The pattern is repeating itself. A new humanitarian crisis is unfolding in Iraq due in large part to the failure of the United States to act decisively against an emerging threat. The U.S. has acted again to protect Iraqi minorities, including Kurds, from another Sunni threat to their survival, this time the Islamic State of Iraq and Syria (ISIS). U.S. transport aircraft, C-130s and C-17s began delivering humanitarian supplies to refugees trapped by advancing ISIS forces. In addition, carrier-based F/A-18E/Fs have conducted strikes on at least one ISIS position. No matter how these actions are rationalized, this is the beginning of the Third Iraq War.

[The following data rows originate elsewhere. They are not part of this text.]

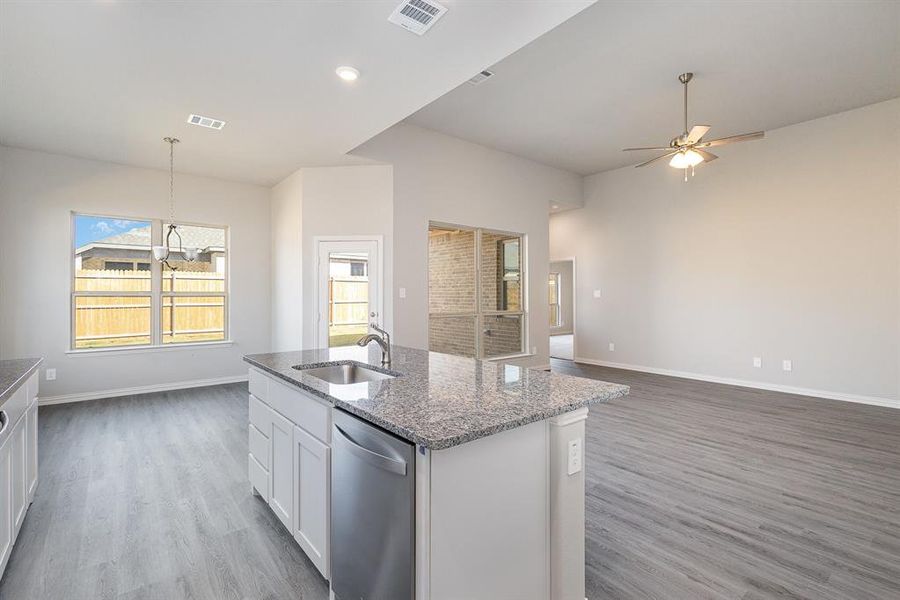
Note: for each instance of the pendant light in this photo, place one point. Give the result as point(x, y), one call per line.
point(162, 253)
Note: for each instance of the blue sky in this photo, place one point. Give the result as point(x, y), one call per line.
point(91, 229)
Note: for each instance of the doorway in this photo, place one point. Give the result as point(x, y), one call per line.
point(349, 290)
point(561, 295)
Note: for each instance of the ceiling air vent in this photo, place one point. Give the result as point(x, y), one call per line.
point(481, 77)
point(417, 16)
point(206, 122)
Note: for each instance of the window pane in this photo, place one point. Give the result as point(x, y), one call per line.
point(452, 335)
point(192, 319)
point(502, 334)
point(207, 273)
point(104, 321)
point(451, 270)
point(348, 297)
point(500, 272)
point(109, 254)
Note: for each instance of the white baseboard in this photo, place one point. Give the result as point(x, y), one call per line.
point(760, 385)
point(142, 389)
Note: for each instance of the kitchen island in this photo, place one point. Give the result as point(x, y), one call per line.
point(495, 471)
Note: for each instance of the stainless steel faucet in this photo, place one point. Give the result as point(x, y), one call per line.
point(384, 342)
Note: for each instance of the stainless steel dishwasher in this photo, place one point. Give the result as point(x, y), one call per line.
point(372, 512)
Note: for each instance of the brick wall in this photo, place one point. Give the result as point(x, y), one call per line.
point(451, 288)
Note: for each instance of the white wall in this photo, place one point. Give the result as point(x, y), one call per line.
point(441, 178)
point(287, 263)
point(566, 306)
point(38, 191)
point(785, 248)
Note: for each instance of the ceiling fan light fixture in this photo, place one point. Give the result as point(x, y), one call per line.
point(686, 159)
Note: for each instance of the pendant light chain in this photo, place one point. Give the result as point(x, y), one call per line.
point(172, 142)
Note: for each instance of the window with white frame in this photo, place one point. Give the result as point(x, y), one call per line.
point(475, 291)
point(121, 297)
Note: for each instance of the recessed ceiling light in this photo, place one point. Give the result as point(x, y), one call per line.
point(347, 73)
point(209, 122)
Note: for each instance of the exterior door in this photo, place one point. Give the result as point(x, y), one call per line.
point(349, 290)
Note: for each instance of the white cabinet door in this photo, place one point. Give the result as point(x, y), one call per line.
point(6, 523)
point(19, 495)
point(31, 452)
point(281, 468)
point(312, 480)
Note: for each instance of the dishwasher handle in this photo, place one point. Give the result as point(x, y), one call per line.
point(373, 458)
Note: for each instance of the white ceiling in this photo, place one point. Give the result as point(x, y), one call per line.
point(606, 79)
point(107, 79)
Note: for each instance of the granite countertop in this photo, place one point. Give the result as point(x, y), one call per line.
point(13, 374)
point(440, 400)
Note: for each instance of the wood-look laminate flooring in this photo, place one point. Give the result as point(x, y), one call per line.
point(706, 491)
point(694, 491)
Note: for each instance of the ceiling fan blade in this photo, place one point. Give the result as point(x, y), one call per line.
point(734, 138)
point(696, 133)
point(707, 156)
point(653, 160)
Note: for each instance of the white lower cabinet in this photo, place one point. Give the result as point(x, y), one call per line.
point(312, 477)
point(281, 468)
point(289, 463)
point(6, 515)
point(31, 451)
point(18, 463)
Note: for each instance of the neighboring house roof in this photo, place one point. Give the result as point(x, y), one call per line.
point(205, 238)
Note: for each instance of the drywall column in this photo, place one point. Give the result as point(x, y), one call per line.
point(567, 507)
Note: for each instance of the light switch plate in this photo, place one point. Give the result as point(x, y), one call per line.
point(574, 456)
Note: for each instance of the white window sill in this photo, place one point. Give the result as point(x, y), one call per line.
point(144, 349)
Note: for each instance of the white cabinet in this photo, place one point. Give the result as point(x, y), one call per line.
point(311, 497)
point(6, 519)
point(281, 468)
point(19, 484)
point(289, 462)
point(31, 451)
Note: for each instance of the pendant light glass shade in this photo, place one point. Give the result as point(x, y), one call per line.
point(685, 159)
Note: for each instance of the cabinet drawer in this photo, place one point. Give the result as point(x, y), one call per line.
point(259, 384)
point(259, 415)
point(259, 477)
point(309, 413)
point(259, 446)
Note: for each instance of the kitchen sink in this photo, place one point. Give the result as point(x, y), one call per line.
point(345, 373)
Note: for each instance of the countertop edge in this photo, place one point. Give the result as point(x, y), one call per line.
point(439, 443)
point(5, 394)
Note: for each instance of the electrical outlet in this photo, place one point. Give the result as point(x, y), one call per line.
point(574, 456)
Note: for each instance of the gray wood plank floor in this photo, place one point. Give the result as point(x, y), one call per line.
point(694, 491)
point(699, 490)
point(147, 497)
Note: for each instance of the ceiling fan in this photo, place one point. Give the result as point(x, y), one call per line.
point(688, 149)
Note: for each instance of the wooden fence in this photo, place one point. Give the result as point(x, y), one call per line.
point(114, 319)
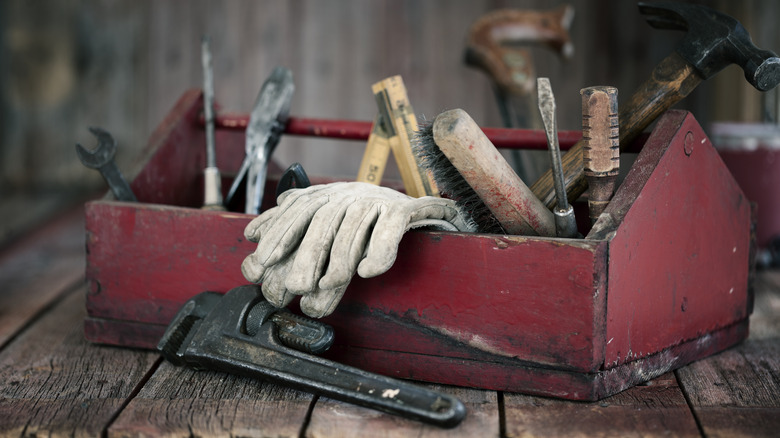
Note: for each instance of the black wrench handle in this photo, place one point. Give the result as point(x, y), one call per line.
point(234, 337)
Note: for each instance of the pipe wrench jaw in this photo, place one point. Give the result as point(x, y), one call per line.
point(241, 333)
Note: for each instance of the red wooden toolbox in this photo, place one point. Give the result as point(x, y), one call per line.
point(661, 282)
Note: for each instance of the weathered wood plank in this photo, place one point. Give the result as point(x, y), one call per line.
point(182, 402)
point(52, 382)
point(37, 269)
point(737, 392)
point(657, 408)
point(333, 418)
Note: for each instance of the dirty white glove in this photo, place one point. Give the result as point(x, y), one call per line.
point(315, 240)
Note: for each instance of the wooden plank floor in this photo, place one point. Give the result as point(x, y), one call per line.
point(53, 382)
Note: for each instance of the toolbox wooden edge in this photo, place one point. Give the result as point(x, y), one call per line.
point(137, 275)
point(582, 348)
point(501, 376)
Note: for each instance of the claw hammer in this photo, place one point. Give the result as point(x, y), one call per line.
point(713, 42)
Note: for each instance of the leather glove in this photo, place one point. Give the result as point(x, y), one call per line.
point(317, 238)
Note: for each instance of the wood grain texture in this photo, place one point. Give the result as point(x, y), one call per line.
point(53, 382)
point(182, 402)
point(657, 408)
point(737, 393)
point(334, 419)
point(46, 263)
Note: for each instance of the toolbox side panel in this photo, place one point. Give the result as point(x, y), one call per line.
point(679, 258)
point(170, 169)
point(144, 261)
point(487, 297)
point(497, 298)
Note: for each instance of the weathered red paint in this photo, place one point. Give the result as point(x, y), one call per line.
point(545, 316)
point(687, 234)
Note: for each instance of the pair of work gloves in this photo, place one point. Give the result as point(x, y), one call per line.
point(317, 238)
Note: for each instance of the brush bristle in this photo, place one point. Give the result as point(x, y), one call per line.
point(451, 182)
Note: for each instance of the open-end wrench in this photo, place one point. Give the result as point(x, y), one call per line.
point(244, 334)
point(102, 159)
point(263, 132)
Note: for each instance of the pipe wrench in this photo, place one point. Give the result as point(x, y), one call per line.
point(242, 333)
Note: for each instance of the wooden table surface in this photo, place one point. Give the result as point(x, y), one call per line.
point(53, 382)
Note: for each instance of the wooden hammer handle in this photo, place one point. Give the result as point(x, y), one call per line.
point(670, 82)
point(601, 146)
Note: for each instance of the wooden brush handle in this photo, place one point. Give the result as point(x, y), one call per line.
point(670, 82)
point(491, 177)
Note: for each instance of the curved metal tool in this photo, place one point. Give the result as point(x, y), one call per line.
point(263, 132)
point(102, 159)
point(242, 333)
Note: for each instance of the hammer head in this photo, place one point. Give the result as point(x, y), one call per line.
point(713, 41)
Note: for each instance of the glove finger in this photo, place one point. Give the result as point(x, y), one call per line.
point(349, 243)
point(252, 270)
point(322, 302)
point(390, 228)
point(312, 254)
point(273, 286)
point(287, 230)
point(254, 228)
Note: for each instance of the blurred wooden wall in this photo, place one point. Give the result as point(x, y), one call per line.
point(121, 65)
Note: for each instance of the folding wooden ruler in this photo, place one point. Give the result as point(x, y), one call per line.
point(393, 128)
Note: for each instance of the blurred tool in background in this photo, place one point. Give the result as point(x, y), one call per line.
point(498, 44)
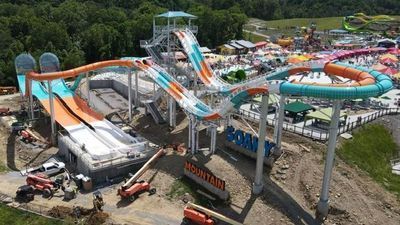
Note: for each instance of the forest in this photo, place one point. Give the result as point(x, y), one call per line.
point(82, 32)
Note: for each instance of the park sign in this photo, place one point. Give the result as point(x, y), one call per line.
point(206, 179)
point(246, 140)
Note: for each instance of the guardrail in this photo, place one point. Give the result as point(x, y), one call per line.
point(320, 134)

The same war weariness, lack of foresight and failure of leadership that colored U.S. and international responses to Saddam Hussein’s efforts to defy the United Nations on innumerable resolutions was at play in the Obama Administration’s inaction while ISIS was rising in Syria and even when it began the current offensive in Iraq. The lesson from Operations Northern and Southern Watch for Saddam Hussein was that the U.S. lacked the will to act decisively. Hence, when in the aftermath of September 11 the Bush Administration saw a compelling strategic need to ensure a nuclear-free Iraq, Saddam Hussein didn’t believe that the U.S. was serious. After years of temporizing on assistance to the Syrian rebels, the failure to ensure a status of forces agreement with the government in Baghdad and the “red line” debacle, is it any surprise that ISIS had no apparent fear of the Obama Administration’s response to their offensive? Now, as then, the unwillingness to act decisively and early against a threat to regional peace has resulted in the need to act without the advantages of deliberate planning, a long-term political-military strategy or even the disposition of adequate forces.

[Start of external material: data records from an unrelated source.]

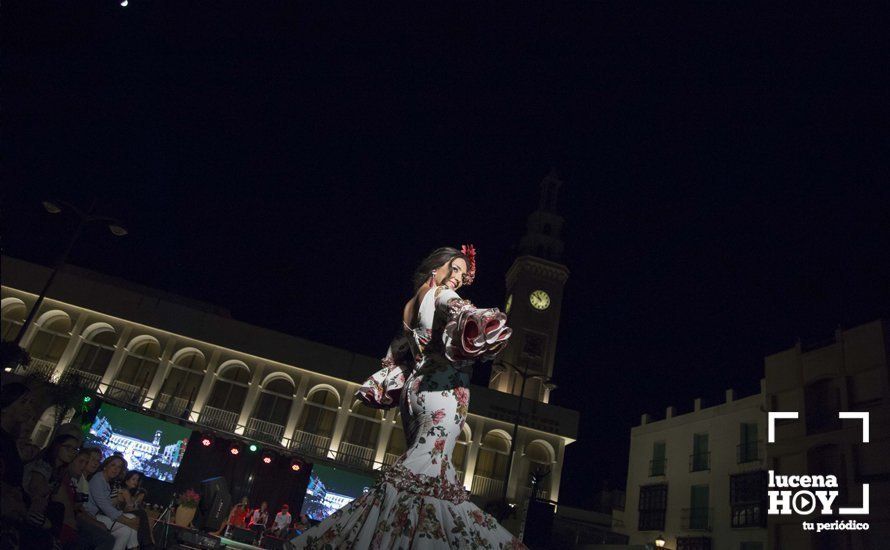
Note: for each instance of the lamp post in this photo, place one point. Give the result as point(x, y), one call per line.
point(84, 218)
point(525, 376)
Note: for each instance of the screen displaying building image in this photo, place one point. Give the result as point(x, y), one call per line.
point(331, 489)
point(151, 446)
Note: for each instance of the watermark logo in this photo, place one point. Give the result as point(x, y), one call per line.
point(806, 494)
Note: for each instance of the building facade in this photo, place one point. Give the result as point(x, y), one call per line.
point(191, 361)
point(848, 372)
point(698, 480)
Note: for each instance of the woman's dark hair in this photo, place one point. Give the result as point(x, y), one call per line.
point(432, 262)
point(127, 477)
point(49, 454)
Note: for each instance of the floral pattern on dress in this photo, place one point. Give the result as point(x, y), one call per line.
point(418, 501)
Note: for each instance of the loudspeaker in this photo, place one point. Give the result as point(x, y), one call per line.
point(214, 504)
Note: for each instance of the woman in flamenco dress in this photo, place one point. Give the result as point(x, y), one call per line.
point(418, 501)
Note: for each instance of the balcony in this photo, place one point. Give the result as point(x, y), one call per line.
point(170, 405)
point(697, 519)
point(750, 451)
point(310, 444)
point(268, 432)
point(699, 462)
point(218, 418)
point(657, 467)
point(355, 455)
point(126, 393)
point(41, 368)
point(81, 379)
point(487, 487)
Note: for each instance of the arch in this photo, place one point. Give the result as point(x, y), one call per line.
point(187, 352)
point(230, 364)
point(540, 451)
point(278, 375)
point(52, 317)
point(7, 305)
point(96, 329)
point(497, 439)
point(325, 387)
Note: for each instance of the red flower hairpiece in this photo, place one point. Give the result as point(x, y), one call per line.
point(469, 251)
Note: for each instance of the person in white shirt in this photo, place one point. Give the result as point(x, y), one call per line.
point(282, 521)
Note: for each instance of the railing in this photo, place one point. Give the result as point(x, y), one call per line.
point(355, 455)
point(127, 393)
point(264, 431)
point(218, 418)
point(310, 444)
point(699, 462)
point(657, 467)
point(487, 487)
point(749, 451)
point(697, 519)
point(171, 405)
point(39, 367)
point(82, 379)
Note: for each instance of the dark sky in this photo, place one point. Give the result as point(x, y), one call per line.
point(726, 173)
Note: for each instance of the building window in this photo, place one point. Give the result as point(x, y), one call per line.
point(700, 459)
point(747, 499)
point(749, 448)
point(658, 464)
point(693, 543)
point(653, 505)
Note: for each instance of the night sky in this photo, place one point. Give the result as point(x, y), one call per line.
point(726, 173)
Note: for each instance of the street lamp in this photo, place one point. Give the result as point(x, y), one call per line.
point(84, 218)
point(525, 376)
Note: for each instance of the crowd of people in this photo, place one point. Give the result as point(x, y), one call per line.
point(257, 521)
point(66, 496)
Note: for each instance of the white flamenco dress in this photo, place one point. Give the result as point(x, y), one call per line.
point(418, 502)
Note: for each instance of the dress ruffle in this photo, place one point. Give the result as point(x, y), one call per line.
point(388, 517)
point(472, 333)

ISIS already has gathered sufficient military power, territory and economic resources to be a serious player in the Middle East. It also has a base from which to attack U.S. and Western interests in the region and even support strikes on the U.S. homeland. The U.S. is going to get dragged into the Third Iraq War whether it wants to or not. Should ISIS advance further in the North this will bring the war to the doorstep of Turkey, a NATO country. Should ISIS make good on its goal of taking Baghdad it is likely Iranian military forces will enter the fray. In either case, the U.S. will find itself having to become deeply involved including with boots on the ground.